Issue 181 – juin 2012

En 1995, ‘Blue Moods of Spain’ avait redoré l’austérité aux yeux de tous ceux qui avaient accepté de se mettre à nu le temps de neuf morceaux à la beauté humble et rêche. Onze ans que nous errions sans nouvelles de Josh Haden, disparu après une troisième tentative de tutoyer les anges. 2012 signe le retour du fils prodig(u)e, et nous croyons à présent à la rédemption, comme par miracle…

Interviews: Mono Grenade, Electric Guest, Squarepusher, DNTEL, Spain, My Best Fiend, alt-j

Monogrenade, une des premières claques de l’année rayon francophile, débarque de Montréal avec un disque, ‘Tantale’, dont les méandres créent un labyrinthe sonore à la fois audacieux et accessible. Une folle envie de chatouiller les machines dissimulée dans un cheval de Troie prêt à en découdre sur la piste de danse. Une partition folktronica pour quatuor à cordes. Un Tunng qui taperait le bœuf avec Malajube.

Entre un clin d’œil à George Michael et une tape au cul de Billy Idol, Electric Guest se fraie un passage entre MGMT, Broken Bells et les Bee Gees. Mis en son par Danger Mouse, moitié de Gnarls Barkley et plus grand producteur du siècle, ‘Mondo’ étale ses mélodies sous le soleil. Refrains androgynes et joyeux plaisirs coupables y scintillent de mille feux. Chaud devant.

Multi-instrumentiste truculent et industrieux, Tom Jenkinson n’a plus vraiment à nous prouver ses talents. Avec ‘Ufabulum’, ce n’est pas seulement à la sortie d’un disque qu’il nous convie mais c’est aussi à la découverte d’un véritable objet artistique conceptuel. Sa version vinyle est présentée dans un boîtier lumineux nanti de led.
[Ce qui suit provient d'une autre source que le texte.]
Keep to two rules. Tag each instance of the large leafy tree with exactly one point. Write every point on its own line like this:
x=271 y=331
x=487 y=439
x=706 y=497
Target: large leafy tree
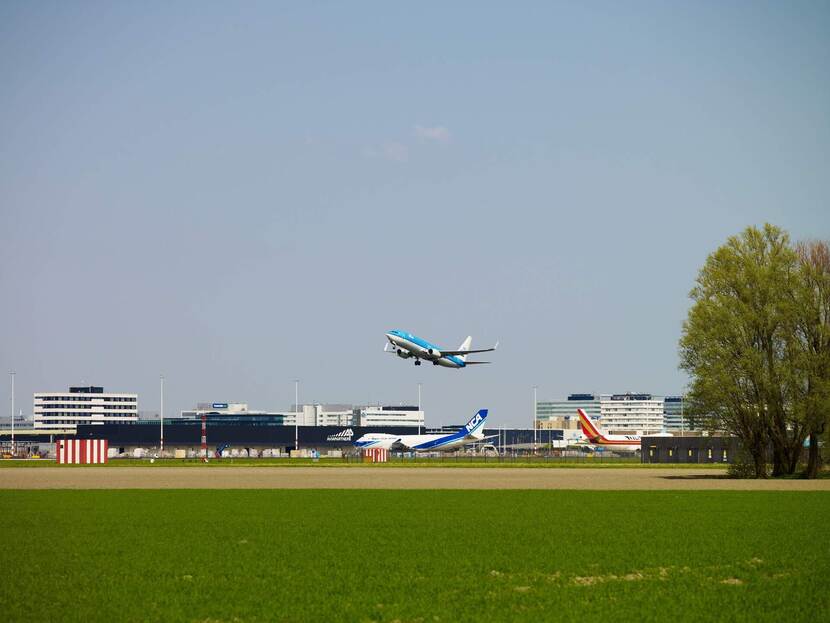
x=737 y=346
x=810 y=347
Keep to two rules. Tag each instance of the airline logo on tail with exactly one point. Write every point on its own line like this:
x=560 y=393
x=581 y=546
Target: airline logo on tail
x=476 y=422
x=597 y=437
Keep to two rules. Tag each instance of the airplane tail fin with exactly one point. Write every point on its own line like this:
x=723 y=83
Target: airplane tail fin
x=591 y=430
x=465 y=345
x=475 y=427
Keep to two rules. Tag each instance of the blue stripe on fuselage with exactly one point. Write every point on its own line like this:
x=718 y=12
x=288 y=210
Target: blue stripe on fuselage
x=436 y=443
x=427 y=345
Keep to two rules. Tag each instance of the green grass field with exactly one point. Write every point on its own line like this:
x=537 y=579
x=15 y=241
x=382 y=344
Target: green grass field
x=324 y=555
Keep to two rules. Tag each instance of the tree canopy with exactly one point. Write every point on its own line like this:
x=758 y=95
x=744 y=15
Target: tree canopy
x=756 y=344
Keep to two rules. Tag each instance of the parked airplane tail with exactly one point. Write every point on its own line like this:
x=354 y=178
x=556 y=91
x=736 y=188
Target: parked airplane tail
x=590 y=429
x=475 y=427
x=465 y=345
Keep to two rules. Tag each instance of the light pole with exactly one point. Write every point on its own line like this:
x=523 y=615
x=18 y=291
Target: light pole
x=296 y=414
x=419 y=408
x=534 y=419
x=161 y=415
x=11 y=374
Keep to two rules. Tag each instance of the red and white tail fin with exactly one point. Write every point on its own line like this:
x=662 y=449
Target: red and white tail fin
x=591 y=430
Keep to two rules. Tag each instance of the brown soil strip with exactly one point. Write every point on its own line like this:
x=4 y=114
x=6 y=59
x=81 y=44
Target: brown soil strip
x=385 y=478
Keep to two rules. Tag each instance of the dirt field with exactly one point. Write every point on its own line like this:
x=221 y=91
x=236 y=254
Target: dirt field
x=385 y=478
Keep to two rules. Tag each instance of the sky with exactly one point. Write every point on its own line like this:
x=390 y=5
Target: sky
x=239 y=195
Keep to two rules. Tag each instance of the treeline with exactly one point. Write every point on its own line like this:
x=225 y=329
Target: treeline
x=756 y=344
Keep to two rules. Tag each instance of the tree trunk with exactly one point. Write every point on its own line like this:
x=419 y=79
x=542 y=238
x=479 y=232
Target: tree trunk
x=813 y=457
x=777 y=461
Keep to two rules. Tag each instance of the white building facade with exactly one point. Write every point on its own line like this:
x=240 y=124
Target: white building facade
x=83 y=405
x=391 y=416
x=631 y=413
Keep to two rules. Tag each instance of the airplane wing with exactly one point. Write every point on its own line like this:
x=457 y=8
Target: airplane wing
x=469 y=352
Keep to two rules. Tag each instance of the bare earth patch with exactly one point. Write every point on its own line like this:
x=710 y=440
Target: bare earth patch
x=387 y=478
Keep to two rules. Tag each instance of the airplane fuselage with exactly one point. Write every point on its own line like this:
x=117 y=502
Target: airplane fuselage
x=407 y=345
x=471 y=432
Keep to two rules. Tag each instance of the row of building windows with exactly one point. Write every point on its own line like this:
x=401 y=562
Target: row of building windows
x=86 y=408
x=75 y=415
x=86 y=398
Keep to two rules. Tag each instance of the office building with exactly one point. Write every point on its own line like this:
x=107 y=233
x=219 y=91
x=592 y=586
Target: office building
x=562 y=413
x=83 y=405
x=631 y=413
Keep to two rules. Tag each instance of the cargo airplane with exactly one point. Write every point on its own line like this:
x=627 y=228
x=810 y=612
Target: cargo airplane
x=406 y=345
x=471 y=432
x=621 y=443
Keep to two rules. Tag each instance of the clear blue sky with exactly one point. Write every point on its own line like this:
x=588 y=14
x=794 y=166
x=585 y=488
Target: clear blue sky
x=239 y=196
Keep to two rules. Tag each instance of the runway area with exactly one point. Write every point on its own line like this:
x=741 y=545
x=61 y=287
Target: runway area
x=247 y=477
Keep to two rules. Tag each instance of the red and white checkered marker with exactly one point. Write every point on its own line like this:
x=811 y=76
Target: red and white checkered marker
x=375 y=455
x=81 y=451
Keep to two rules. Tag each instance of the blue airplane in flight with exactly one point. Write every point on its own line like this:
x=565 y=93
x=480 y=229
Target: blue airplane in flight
x=406 y=345
x=471 y=432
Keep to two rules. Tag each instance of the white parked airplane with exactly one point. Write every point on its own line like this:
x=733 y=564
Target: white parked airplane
x=471 y=432
x=406 y=345
x=623 y=443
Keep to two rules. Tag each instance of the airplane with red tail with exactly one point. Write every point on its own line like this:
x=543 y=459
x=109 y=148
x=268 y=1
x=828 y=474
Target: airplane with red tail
x=619 y=443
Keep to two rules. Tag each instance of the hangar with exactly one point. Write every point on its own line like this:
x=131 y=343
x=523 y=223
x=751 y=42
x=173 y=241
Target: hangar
x=696 y=449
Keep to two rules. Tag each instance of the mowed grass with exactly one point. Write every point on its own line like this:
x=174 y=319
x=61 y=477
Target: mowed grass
x=327 y=555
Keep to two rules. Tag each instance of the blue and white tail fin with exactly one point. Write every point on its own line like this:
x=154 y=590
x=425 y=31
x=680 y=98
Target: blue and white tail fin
x=465 y=345
x=475 y=427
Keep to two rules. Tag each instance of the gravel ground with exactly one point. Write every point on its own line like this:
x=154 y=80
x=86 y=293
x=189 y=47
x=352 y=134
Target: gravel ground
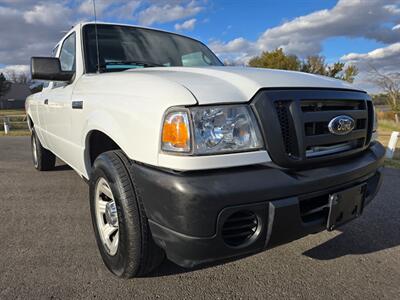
x=47 y=249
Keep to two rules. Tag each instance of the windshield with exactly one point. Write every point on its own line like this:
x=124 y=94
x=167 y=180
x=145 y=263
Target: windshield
x=123 y=47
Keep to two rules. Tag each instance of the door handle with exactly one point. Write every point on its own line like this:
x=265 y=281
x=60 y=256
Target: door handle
x=77 y=104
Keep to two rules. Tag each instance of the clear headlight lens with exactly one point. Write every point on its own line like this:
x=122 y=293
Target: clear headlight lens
x=224 y=129
x=215 y=129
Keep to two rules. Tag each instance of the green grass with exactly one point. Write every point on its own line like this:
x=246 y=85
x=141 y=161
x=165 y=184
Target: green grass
x=17 y=129
x=8 y=112
x=16 y=133
x=388 y=126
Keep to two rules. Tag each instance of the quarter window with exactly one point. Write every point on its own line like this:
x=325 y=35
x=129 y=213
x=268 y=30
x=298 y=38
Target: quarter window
x=68 y=54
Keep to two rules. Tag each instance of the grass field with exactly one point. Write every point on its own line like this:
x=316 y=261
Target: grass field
x=8 y=112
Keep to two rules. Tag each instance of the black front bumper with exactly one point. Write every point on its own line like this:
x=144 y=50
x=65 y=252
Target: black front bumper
x=186 y=211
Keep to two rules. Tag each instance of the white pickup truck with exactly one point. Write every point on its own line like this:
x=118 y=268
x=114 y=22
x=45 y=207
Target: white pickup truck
x=194 y=160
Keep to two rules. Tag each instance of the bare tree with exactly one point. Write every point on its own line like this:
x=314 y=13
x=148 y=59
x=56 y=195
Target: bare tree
x=390 y=84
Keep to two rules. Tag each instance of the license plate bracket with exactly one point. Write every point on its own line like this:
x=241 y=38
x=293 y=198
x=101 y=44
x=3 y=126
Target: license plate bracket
x=345 y=206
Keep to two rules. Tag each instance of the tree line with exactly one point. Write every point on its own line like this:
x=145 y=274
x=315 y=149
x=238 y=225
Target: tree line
x=389 y=82
x=315 y=64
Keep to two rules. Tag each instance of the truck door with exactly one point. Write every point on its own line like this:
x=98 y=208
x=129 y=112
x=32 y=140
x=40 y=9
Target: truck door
x=58 y=102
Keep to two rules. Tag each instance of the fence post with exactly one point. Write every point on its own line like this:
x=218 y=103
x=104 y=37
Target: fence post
x=392 y=144
x=6 y=125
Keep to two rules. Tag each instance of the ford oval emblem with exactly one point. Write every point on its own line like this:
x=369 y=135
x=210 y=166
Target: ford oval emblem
x=341 y=125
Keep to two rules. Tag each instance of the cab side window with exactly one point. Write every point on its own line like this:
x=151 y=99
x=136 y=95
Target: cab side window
x=68 y=53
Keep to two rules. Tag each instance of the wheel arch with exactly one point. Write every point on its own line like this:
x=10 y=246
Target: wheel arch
x=96 y=143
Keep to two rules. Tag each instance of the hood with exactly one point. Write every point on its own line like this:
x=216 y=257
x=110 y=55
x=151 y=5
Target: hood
x=238 y=84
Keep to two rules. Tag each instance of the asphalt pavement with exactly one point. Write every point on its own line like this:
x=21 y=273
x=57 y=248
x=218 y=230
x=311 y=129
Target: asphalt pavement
x=48 y=250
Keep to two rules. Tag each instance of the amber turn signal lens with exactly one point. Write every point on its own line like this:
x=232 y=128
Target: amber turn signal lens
x=176 y=133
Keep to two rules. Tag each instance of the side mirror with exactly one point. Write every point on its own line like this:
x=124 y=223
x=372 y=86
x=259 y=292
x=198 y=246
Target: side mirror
x=49 y=68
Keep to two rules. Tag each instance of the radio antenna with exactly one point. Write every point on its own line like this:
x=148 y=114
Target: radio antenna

Brève présentation depuis Vienne où, ce soir, Squarepusher se donne à voir.

Le souvenir encore frais, près de dix années plus tard, de l’excellent ‘Life Is Full Of Possibilities’, c’est avec impatience que RifRaf s’est lancé à la recherche de M. Tamborello, Jimmy pour les intimes, Dntel pour les fans d’électro-pop secrète. La qualité de cet ‘Aimlessness’ projette un univers à la fois léger et subtil sur l’écran de nos émotions, celui qui abrite tant et plus les œuvres de DJ Koze, Tim Hecker et Lali Puna.

Depuis Brooklyn, l’esprit camouflé dans un amoncellement de cumulus, My Best Fiend, avare en certitudes, aime tricoter nos états d’âme ou en faire des omelettes. Dans ‘In Ghostlike Fading’, on dénichera de quoi s’astreindre à un sommeil aux rêves poissés, laisser se fissurer nos murs de fondation à mesure que la voix de Frederick Coldwell, passeur sinueux et singulier, atteint son ampleur chancelante. Rencontre détendue avec cinq semeurs de doux trouble. *** Alt-J=∆, l’équation est posée. Mais rien à voir avec un cours de math-rock. Car la musique de ce quatuor né d’une rencontre sur les bancs de l’Art School de l’Université de Leeds est plutôt à ranger dans un cursus actuellement fort populaire : « Musique pop-folk-électro du XXIème siècle, rénovation et prospective ». Sur la photo de classe, Alt-J est d’ores et déjà assis au premier rang aux côtés de Django Django, Breton et We Have Band. Rencontre à géométrie variable.

Mais aussi notre premier cahier festivals : La Fête de la Musique, La Fiesta du Rock, Couleur Café, Graspop Metal Meeting, Afro-Latino Festival, Verdur Rock, Out Loud, Rock Werchter, Les Ardentes, LaSemo Festival, Sjock, Cactus, Rock a Field, les Eurockéennes de Belfort et le Main Square Festival.